27-03-08 : Vernissage “Zero Hero” - Abdelkrim Tajiouti @ Gallerie Nadar - Casablanca
Abdelkrim est un artiste profondément ancré dans son temps.
Une méthode pour plier un drapeau ? Des armes en savon ? D’inquiétants Mickeys en cire ? Autant d’installations minimales qui traitent par la dérision et l’ironie, du surarmement, de l’autodestruction et de la consommation à outrance dans le monde contemporain.
Comme dans Zero Hero où des gencives rouge sangs dévoilent le sourire macabre des victimes de la guerre. Que peut-on ajouter si ce n’est des miroirs qui reflètent les « dommages collatéraux » en démultipliant les innocentes victimes civiles ?

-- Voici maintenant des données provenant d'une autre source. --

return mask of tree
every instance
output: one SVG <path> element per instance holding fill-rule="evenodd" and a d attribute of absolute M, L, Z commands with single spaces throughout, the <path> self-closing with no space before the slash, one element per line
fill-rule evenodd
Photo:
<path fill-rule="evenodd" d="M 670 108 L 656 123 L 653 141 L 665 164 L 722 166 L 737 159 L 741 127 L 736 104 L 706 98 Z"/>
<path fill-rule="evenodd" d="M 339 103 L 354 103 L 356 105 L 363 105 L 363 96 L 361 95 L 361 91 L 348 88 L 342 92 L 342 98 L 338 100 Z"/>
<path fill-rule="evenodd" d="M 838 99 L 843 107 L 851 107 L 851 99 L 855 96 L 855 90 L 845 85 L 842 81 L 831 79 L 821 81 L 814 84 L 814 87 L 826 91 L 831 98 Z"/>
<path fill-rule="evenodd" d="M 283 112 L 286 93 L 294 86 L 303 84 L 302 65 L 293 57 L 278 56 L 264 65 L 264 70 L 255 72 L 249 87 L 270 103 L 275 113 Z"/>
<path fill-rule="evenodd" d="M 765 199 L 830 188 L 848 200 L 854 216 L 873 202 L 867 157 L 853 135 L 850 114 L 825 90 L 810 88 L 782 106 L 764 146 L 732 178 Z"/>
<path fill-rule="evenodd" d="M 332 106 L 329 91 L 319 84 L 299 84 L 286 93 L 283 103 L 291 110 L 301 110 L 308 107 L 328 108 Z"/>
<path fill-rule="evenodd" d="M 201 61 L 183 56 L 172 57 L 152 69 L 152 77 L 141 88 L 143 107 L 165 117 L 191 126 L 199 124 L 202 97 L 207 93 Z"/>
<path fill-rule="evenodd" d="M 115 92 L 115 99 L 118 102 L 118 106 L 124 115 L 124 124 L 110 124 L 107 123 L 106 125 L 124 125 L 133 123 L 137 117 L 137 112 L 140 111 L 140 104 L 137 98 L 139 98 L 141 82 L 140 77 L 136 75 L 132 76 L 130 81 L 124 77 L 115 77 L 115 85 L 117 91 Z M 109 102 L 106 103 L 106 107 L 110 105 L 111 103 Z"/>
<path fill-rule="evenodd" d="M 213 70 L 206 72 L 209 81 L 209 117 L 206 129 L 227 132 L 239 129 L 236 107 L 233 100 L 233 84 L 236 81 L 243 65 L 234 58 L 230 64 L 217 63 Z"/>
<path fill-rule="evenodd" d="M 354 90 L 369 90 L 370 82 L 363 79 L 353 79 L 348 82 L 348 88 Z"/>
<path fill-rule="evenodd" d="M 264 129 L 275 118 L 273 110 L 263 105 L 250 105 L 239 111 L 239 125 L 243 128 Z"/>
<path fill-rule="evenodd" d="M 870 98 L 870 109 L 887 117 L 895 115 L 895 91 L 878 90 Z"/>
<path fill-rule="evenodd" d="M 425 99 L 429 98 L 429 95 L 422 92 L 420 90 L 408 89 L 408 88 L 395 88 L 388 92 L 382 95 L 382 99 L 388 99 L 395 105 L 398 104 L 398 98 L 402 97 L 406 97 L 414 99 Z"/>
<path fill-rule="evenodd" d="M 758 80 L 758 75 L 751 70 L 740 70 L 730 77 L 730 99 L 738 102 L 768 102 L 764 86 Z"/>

Dans le travail d’Abdelkrim Tajiouti, il est souvent question d’introduire le spirituel dans l’art met en avant son héritage pluriculturel tout en grattant la plaie des traumas post-coloniaux.
Le positionnement de l’artiste dans une société occidentale happée par un monde en constante mutation est également au centre des préoccupations de Tajiouti.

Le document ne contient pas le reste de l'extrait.